CVE-2026-44257
CriticalSummary
In efw4.X prior to version 4.08.010, the efw.file.FileManager.unZip method did not check the canonical path when writing zip entries to disk, allowing for directory traversal. An attacker could exploit this vulnerability to drop a malicious JSP file and execute arbitrary commands as the Tomcat user.
Risk Assessment
The organization is exposed to remote attacks that could lead to server compromise, resulting in serious implications for data security and infrastructure.
Recommendation
It is recommended to upgrade to version 4.08.010 or later to mitigate this vulnerability and conduct a security audit of the application.
Original NVD description (English source)
efw4.X is an Enterprise Framework for Web.
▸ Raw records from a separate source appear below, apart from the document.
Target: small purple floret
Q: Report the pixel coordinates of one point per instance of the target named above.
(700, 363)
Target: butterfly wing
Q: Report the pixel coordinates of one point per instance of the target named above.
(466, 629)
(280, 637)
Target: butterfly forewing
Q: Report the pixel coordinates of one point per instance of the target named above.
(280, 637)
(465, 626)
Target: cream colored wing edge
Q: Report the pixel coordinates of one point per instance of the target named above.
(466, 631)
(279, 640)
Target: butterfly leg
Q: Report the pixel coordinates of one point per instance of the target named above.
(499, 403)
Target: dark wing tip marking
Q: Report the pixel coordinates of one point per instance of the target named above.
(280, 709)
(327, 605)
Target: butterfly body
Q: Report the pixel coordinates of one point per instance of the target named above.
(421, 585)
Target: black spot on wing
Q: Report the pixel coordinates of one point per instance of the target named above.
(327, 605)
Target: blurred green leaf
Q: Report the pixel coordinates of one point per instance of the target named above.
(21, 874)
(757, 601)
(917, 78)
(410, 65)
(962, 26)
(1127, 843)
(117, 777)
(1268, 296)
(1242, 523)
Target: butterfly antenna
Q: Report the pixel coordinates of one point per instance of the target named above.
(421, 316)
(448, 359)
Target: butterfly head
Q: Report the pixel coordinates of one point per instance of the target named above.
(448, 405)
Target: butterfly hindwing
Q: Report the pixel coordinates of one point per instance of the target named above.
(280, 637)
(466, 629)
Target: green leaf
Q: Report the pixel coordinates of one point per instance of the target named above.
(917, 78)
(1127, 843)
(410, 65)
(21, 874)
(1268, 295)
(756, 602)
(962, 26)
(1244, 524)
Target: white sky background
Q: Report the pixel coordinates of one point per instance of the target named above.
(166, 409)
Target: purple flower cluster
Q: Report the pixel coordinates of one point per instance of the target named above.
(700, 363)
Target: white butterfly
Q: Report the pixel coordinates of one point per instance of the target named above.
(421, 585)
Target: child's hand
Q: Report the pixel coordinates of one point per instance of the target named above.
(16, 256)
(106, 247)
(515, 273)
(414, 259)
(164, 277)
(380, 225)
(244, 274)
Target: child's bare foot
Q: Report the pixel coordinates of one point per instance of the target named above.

Prior to 4.08.010, efw.file.FileManager.unZip writes zip entries to disk using new File(baseDir, zipEntry.getName()) with no canonical-path check. An entry name such as ../../../pwned.jsp escapes the intended extraction directory and lands anywhere the Tomcat process can write — including the servlet context root. Combined with the framework's multipart /uploadServlet and an event that calls file.saveUploadFiles + FileManager.unZip, a remote attacker with no credentials drops a JSP webshell and executes arbitrary commands as the Tomcat user. This vulnerability is fixed in 4.08.010.